Estamos hablando de acciones inaugurales de una difusa tercera guerra mundial, global, fragmentada que nadie quiere declarar, ni reconocer, ni documentar ni glosar. Todo son sombras, misterios, silencios y un ministro de Defensa, como Morenés, dedicado a la venta de armas y a justificar el golpe franquista. Una de las imposturas más grandes de esta legislatura. La corrupción más nítida, peor a la que nadie quiere ni olfatear. Pero se montan pollos mediáticos porque una alcaldesa, Colau, se dirige a unos jefes militares para decirles educadamente que se tendrían que desligar ejércitos y educación. Una postura aprobada, hace años, en el ayuntamiento que rige. A Fernández Díaz, que necesita más educación que nadie, le parece escandaloso.
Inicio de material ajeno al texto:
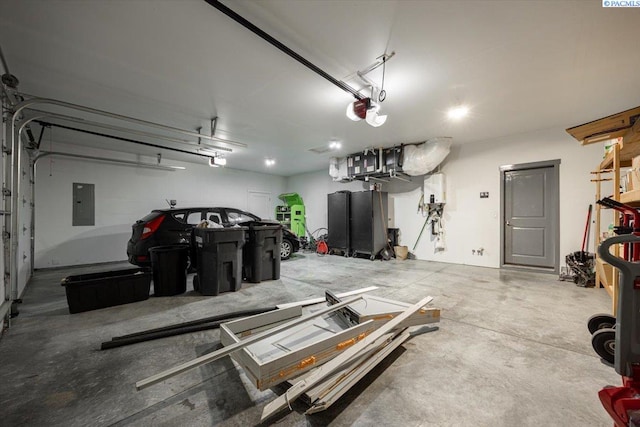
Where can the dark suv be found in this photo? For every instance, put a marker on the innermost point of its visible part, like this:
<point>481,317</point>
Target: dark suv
<point>173,226</point>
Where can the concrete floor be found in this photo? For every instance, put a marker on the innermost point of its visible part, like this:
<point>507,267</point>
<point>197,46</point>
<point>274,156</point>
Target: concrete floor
<point>512,349</point>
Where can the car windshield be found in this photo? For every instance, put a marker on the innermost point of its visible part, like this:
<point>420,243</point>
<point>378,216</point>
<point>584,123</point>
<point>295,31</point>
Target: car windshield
<point>238,217</point>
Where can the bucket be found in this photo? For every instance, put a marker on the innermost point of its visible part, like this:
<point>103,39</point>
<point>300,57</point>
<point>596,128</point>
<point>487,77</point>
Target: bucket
<point>401,252</point>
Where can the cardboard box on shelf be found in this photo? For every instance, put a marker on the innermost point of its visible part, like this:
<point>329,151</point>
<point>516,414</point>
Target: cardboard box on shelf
<point>635,173</point>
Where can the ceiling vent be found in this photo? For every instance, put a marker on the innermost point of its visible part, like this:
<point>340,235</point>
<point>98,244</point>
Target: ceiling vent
<point>320,150</point>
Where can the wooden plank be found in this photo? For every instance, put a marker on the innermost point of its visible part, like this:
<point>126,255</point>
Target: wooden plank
<point>600,129</point>
<point>154,379</point>
<point>326,393</point>
<point>331,366</point>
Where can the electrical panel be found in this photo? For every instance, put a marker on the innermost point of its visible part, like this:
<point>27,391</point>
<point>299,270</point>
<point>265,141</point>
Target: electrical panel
<point>434,188</point>
<point>375,163</point>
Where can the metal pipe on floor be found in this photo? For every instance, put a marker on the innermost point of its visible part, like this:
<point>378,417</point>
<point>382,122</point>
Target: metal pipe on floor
<point>233,315</point>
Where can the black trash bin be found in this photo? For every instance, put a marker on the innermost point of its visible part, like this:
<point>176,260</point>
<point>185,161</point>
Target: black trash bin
<point>169,264</point>
<point>219,259</point>
<point>261,254</point>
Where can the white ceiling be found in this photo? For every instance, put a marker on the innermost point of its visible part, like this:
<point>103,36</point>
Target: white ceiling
<point>520,65</point>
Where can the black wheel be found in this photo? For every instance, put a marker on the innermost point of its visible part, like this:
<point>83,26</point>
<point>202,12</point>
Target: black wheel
<point>601,321</point>
<point>286,249</point>
<point>604,343</point>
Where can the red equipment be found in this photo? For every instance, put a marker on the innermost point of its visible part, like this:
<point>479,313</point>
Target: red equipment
<point>622,403</point>
<point>631,251</point>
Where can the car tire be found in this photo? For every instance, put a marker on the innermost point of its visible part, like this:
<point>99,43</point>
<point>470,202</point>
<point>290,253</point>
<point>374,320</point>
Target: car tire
<point>286,249</point>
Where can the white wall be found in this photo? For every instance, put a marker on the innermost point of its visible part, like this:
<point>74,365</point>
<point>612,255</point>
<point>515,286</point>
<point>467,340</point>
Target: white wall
<point>471,222</point>
<point>124,194</point>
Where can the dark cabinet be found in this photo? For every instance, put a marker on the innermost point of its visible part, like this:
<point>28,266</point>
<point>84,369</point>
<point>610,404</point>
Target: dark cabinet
<point>339,217</point>
<point>369,214</point>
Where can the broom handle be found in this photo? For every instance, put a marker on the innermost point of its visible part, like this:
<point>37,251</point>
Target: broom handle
<point>586,229</point>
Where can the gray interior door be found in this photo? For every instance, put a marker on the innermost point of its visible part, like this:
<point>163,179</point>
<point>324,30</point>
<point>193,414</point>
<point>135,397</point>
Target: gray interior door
<point>530,214</point>
<point>83,204</point>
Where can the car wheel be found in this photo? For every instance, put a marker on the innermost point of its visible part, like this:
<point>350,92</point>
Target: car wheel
<point>286,249</point>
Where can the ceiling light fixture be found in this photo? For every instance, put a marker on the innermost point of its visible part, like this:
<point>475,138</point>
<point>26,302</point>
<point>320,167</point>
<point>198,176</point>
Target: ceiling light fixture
<point>458,112</point>
<point>217,161</point>
<point>367,108</point>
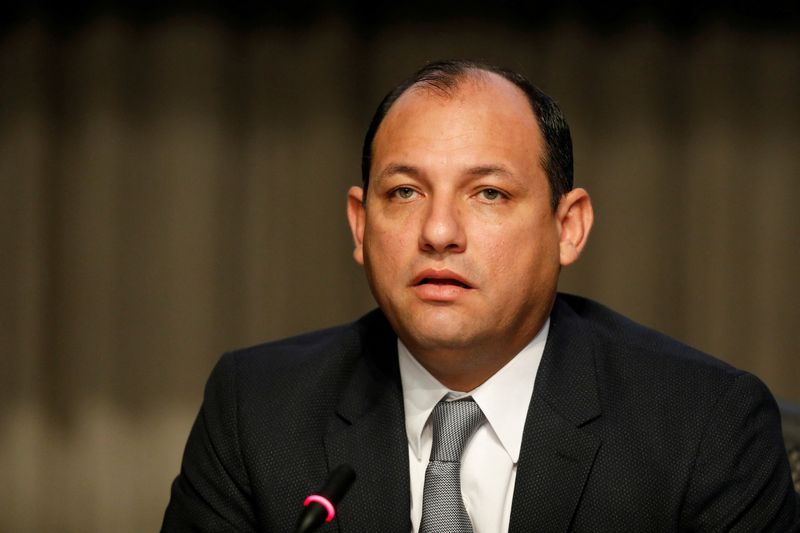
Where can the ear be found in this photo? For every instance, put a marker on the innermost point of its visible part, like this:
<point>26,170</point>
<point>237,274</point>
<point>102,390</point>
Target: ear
<point>575,217</point>
<point>356,216</point>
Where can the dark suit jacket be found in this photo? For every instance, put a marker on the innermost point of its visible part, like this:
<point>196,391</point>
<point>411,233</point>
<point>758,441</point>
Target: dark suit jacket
<point>628,430</point>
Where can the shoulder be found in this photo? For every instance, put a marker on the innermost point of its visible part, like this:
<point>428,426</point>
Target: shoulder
<point>641,372</point>
<point>616,337</point>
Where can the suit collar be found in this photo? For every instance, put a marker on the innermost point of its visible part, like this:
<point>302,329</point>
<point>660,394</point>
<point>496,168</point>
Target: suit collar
<point>561,434</point>
<point>369,434</point>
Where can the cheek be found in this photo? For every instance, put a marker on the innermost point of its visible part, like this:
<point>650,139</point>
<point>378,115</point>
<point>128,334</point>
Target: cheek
<point>385,252</point>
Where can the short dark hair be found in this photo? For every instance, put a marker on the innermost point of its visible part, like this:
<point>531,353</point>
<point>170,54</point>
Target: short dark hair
<point>445,77</point>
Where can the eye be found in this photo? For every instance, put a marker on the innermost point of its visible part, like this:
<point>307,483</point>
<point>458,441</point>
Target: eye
<point>491,194</point>
<point>404,193</point>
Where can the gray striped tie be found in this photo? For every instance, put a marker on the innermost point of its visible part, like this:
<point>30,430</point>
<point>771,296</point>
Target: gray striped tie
<point>442,506</point>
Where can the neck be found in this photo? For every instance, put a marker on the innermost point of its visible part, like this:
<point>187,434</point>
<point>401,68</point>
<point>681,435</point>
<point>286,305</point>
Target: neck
<point>461,370</point>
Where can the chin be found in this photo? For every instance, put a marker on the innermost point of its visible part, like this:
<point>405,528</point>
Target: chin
<point>434,334</point>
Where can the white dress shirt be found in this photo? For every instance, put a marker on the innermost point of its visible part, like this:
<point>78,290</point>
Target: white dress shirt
<point>489,463</point>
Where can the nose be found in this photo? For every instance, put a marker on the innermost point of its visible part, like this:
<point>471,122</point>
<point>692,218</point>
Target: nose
<point>442,229</point>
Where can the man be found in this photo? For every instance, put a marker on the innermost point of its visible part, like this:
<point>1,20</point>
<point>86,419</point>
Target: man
<point>583,420</point>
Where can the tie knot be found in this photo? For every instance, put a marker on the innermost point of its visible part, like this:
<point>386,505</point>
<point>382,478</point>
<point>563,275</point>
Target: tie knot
<point>453,424</point>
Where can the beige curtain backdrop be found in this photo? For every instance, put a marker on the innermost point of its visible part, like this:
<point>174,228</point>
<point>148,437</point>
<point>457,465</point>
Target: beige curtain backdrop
<point>172,190</point>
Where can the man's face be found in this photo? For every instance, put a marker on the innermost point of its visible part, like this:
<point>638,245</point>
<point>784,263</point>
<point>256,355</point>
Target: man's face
<point>458,238</point>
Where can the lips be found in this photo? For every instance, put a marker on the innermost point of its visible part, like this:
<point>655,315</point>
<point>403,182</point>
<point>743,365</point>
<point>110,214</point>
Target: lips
<point>441,277</point>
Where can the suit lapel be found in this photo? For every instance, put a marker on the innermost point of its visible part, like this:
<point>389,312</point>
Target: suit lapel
<point>369,434</point>
<point>560,440</point>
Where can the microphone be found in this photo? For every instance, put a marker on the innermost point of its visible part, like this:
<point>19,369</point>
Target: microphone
<point>319,507</point>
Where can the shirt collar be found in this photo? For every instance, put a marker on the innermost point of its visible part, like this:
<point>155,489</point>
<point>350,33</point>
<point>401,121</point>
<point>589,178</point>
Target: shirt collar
<point>504,398</point>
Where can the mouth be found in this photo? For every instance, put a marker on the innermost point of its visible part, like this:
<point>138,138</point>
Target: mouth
<point>441,278</point>
<point>442,281</point>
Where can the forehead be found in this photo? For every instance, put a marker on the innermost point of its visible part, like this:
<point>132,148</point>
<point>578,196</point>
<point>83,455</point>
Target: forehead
<point>484,110</point>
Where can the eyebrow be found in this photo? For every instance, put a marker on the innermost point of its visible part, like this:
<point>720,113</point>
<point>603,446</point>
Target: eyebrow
<point>398,168</point>
<point>409,170</point>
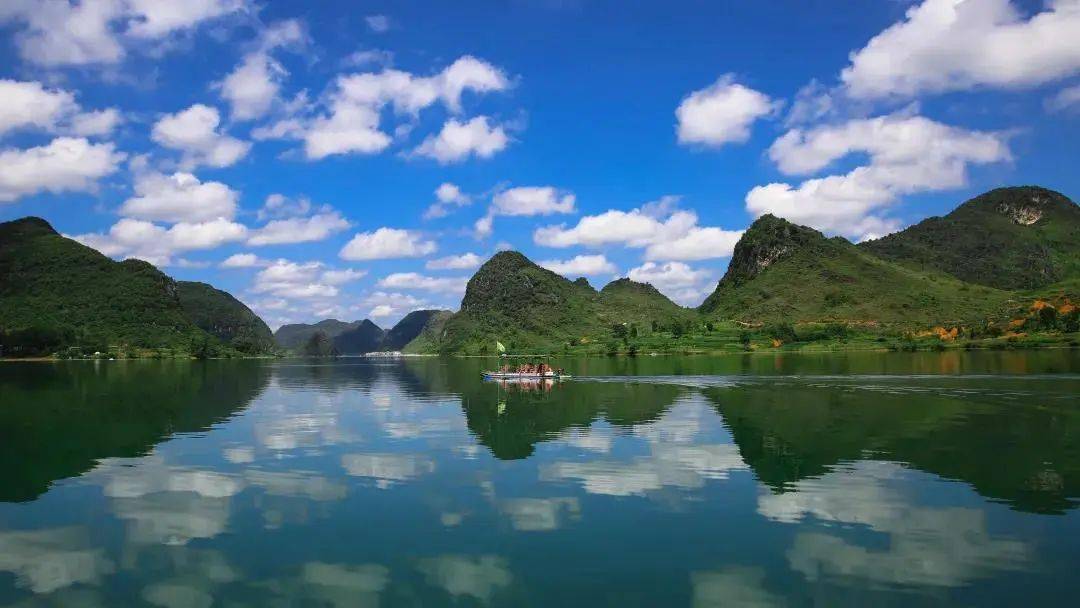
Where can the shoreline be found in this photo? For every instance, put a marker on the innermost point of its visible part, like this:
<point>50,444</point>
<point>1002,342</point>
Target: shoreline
<point>810,348</point>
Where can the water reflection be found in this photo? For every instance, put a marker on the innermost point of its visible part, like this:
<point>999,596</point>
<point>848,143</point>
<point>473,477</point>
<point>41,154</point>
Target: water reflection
<point>737,481</point>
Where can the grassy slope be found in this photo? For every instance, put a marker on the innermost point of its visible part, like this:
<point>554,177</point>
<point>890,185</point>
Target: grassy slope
<point>296,335</point>
<point>223,315</point>
<point>365,337</point>
<point>528,308</point>
<point>408,328</point>
<point>784,272</point>
<point>980,241</point>
<point>48,280</point>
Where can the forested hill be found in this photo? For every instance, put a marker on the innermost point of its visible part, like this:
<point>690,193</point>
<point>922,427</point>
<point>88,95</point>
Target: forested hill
<point>57,295</point>
<point>1015,238</point>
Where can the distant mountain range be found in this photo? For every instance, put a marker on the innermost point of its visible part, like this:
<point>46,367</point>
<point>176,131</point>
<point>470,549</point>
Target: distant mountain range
<point>979,262</point>
<point>56,294</point>
<point>332,336</point>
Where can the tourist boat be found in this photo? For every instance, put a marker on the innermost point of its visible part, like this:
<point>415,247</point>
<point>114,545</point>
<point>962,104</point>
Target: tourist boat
<point>523,376</point>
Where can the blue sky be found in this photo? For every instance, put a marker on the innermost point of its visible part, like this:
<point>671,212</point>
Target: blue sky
<point>359,160</point>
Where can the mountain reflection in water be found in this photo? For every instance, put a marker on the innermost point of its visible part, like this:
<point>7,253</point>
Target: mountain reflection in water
<point>862,480</point>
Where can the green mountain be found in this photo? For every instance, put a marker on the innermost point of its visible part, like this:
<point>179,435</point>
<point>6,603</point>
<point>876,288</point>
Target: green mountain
<point>1018,238</point>
<point>56,293</point>
<point>365,337</point>
<point>408,328</point>
<point>524,306</point>
<point>224,316</point>
<point>781,271</point>
<point>295,336</point>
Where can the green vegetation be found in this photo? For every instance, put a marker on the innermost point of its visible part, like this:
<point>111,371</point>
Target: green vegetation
<point>409,327</point>
<point>529,308</point>
<point>365,337</point>
<point>790,287</point>
<point>294,336</point>
<point>785,272</point>
<point>61,297</point>
<point>224,316</point>
<point>319,345</point>
<point>1010,238</point>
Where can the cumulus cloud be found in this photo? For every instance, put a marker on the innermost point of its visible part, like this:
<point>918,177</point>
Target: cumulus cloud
<point>423,283</point>
<point>947,45</point>
<point>65,164</point>
<point>96,31</point>
<point>678,281</point>
<point>463,261</point>
<point>458,140</point>
<point>351,122</point>
<point>387,243</point>
<point>389,305</point>
<point>179,197</point>
<point>525,201</point>
<point>1065,99</point>
<point>907,153</point>
<point>316,227</point>
<point>378,24</point>
<point>153,243</point>
<point>447,198</point>
<point>29,105</point>
<point>307,281</point>
<point>721,113</point>
<point>194,133</point>
<point>254,86</point>
<point>591,265</point>
<point>664,233</point>
<point>244,260</point>
<point>531,200</point>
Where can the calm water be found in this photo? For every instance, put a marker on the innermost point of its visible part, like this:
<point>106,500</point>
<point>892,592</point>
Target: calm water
<point>865,480</point>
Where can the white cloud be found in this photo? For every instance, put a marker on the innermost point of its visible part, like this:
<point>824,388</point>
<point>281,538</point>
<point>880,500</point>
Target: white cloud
<point>948,45</point>
<point>423,283</point>
<point>153,243</point>
<point>95,31</point>
<point>244,260</point>
<point>696,244</point>
<point>390,305</point>
<point>664,233</point>
<point>29,105</point>
<point>253,88</point>
<point>721,113</point>
<point>458,140</point>
<point>387,243</point>
<point>670,275</point>
<point>309,280</point>
<point>378,24</point>
<point>65,164</point>
<point>447,197</point>
<point>463,261</point>
<point>591,265</point>
<point>179,198</point>
<point>279,205</point>
<point>679,282</point>
<point>96,122</point>
<point>351,122</point>
<point>907,153</point>
<point>194,133</point>
<point>299,229</point>
<point>525,201</point>
<point>1065,99</point>
<point>152,18</point>
<point>532,200</point>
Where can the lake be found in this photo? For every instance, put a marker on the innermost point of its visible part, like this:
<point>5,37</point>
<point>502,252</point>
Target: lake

Una docena de años y siguen los conspiranoicos manteniendo la tesis de que no fueron los que parecen haber sido y hasta condenados por ello. Es una bala de fiemo que guardan ahí por si hay que utilizar en la vuelta de Aznar, que se está preparando con precisión milimétrica. Probablemente creen una plataforma salvadora Aznar y González, un gobierno patrocinado por las compañías eléctricas y los fabricantes de armamento pesado. Suspiremos con alivio.